RACK1 modulates polyglutamine-induced neurodegeneration by promoting ERK degradation in Drosophila

摘要

Polyglutamine diseases are neurodegenerative diseases caused by the expansion of polyglutamine (polyQ) tracts within different proteins. Although multiple pathways have been found to modulate aggregation of the expanded polyQ proteins, the mechanisms by which polyQ tracts induced neuronal cell death remain unknown. We conducted a genome-wide genetic screen to identify genes that suppress polyQ-induced neurodegeneration when mutated. Loss of the scaffold protein RACK1 alleviated cell death associated with the expression of polyQ tracts alone, as well as in models of Machado-Joseph disease (MJD) and Huntington’s disease (HD), without affecting proteostasis of polyQ proteins. A genome-wide RNAi screen for modifiers of this rack1 suppression phenotype revealed that knockdown of the E3 ubiquitin ligase, POE (Purity of essence), further suppressed polyQ-induced cell death, resulting in nearly wild-type looking eyes. Biochemical analyses demonstrated that RACK1 interacts with POE and ERK to promote ERK degradation.
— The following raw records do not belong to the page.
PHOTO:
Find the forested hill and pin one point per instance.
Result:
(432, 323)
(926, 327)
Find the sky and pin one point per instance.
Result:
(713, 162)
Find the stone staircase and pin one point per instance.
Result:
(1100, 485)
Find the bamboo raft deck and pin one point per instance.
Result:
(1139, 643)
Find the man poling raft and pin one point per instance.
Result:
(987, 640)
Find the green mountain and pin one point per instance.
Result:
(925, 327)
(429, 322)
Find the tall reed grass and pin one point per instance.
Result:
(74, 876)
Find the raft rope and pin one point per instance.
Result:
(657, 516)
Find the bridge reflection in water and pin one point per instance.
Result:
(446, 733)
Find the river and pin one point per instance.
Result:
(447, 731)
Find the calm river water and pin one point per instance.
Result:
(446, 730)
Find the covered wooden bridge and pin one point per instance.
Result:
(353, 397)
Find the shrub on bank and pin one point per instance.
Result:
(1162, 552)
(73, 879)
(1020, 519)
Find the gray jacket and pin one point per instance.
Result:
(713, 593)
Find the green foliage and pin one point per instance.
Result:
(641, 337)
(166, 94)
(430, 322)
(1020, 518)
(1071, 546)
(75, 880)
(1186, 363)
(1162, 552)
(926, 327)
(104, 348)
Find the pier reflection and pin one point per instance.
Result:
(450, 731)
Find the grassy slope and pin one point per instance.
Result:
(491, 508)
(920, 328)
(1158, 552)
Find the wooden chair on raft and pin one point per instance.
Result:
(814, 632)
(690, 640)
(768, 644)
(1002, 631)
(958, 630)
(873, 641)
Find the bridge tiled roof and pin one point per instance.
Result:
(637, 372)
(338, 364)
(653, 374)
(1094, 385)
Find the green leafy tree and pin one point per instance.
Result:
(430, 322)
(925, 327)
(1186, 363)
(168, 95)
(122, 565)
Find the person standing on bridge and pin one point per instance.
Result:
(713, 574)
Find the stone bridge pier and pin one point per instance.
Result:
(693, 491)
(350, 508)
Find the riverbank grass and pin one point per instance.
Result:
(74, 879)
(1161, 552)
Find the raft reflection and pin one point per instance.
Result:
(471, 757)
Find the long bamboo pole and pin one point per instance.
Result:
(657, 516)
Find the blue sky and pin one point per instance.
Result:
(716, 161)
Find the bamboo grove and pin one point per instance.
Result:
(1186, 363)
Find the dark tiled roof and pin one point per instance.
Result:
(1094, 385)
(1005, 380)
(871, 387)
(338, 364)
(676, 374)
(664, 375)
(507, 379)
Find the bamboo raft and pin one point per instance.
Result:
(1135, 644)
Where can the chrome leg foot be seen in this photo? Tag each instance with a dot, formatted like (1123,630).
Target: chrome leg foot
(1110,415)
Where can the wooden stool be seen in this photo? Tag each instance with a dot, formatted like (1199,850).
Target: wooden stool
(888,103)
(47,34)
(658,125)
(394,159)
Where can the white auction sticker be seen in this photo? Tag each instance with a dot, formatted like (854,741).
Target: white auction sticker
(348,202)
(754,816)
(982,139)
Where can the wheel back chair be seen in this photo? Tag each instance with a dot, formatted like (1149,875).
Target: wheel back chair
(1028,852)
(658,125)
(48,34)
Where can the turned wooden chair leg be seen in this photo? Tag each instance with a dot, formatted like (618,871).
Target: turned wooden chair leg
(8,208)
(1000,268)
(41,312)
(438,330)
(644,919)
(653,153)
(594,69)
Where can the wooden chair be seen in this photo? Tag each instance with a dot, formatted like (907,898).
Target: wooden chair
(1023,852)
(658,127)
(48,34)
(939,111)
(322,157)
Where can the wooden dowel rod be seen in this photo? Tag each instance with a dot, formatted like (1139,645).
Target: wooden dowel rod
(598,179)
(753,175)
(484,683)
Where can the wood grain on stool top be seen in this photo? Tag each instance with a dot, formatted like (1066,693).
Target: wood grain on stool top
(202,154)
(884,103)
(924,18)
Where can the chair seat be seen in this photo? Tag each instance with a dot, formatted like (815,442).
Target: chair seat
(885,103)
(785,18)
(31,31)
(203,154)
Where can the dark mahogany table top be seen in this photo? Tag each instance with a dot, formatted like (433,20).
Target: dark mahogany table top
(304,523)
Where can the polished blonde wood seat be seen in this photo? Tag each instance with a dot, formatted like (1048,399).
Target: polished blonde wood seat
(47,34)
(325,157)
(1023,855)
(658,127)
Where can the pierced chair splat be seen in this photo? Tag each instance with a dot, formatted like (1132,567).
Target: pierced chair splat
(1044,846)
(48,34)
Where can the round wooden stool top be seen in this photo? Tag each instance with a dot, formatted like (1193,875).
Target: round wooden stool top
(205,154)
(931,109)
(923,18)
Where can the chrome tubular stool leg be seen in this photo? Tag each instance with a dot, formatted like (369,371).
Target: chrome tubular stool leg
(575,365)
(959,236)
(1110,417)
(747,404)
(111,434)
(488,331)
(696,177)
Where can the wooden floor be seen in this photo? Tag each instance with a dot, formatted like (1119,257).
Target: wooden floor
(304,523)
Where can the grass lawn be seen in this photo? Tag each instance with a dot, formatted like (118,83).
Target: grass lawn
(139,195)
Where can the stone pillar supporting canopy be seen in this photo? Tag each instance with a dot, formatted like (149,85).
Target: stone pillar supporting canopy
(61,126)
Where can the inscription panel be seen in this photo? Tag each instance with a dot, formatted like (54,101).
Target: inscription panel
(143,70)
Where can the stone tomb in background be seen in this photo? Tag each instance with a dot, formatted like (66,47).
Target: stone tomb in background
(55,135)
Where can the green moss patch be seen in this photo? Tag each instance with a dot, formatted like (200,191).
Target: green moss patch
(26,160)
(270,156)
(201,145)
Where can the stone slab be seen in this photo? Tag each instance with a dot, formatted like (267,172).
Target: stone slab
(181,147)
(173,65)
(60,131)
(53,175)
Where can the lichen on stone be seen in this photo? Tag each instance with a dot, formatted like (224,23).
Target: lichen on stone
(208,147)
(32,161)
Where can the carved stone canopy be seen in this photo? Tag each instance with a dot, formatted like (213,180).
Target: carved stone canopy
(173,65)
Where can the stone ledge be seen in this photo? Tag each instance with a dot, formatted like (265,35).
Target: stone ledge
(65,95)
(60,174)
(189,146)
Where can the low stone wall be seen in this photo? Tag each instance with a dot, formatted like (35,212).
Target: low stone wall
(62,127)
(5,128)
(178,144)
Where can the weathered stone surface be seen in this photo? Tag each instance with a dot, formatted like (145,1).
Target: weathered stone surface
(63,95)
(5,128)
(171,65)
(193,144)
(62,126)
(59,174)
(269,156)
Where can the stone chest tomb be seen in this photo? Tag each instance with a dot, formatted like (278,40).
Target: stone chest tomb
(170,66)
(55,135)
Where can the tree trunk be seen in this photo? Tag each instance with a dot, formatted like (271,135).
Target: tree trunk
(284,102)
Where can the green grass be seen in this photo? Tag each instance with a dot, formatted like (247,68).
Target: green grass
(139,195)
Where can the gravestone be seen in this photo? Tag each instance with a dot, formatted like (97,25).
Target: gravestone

These results suggest that RACK1 plays a key role in polyQ pathogenesis by promoting POE-dependent degradation of ERK, and implicate RACK1/POE/ERK as potent drug targets for treatment of polyQ diseases. Author summary Polyglutamine (polyQ) diseases are neurodegenerative diseases caused by the expansion of glutamine repeats in specific proteins. After &100 years of effort trying to decipher the pathogenesis of polyQ diseases, the mechanisms by which these mutant proteins induced neuronal death are still unknown. Here, we performed a genome-wide genetic screen in Drosophila for mutations that alleviate polyQ cytotoxicity. We found that a mutation in the gene rack1 , which encodes a scaffold protein, suppressed polyQ-induced neurodegeneration when polyQ tracts were expresses, and in models of HD and MJD. Importantly, this effect was seen without clearance of the polyQ proteins. Further, we found that RACK1 binds both the E3 ubiquitin ligase POE and ERK, thereby promoting ERK degradation. These data suggest that the RACK1/POE/ERK pathway is involved in pathogenesis of polyQ diseases, and identify RACK1/POE/ERK as potential therapeutic targets for treating polyQ diseases.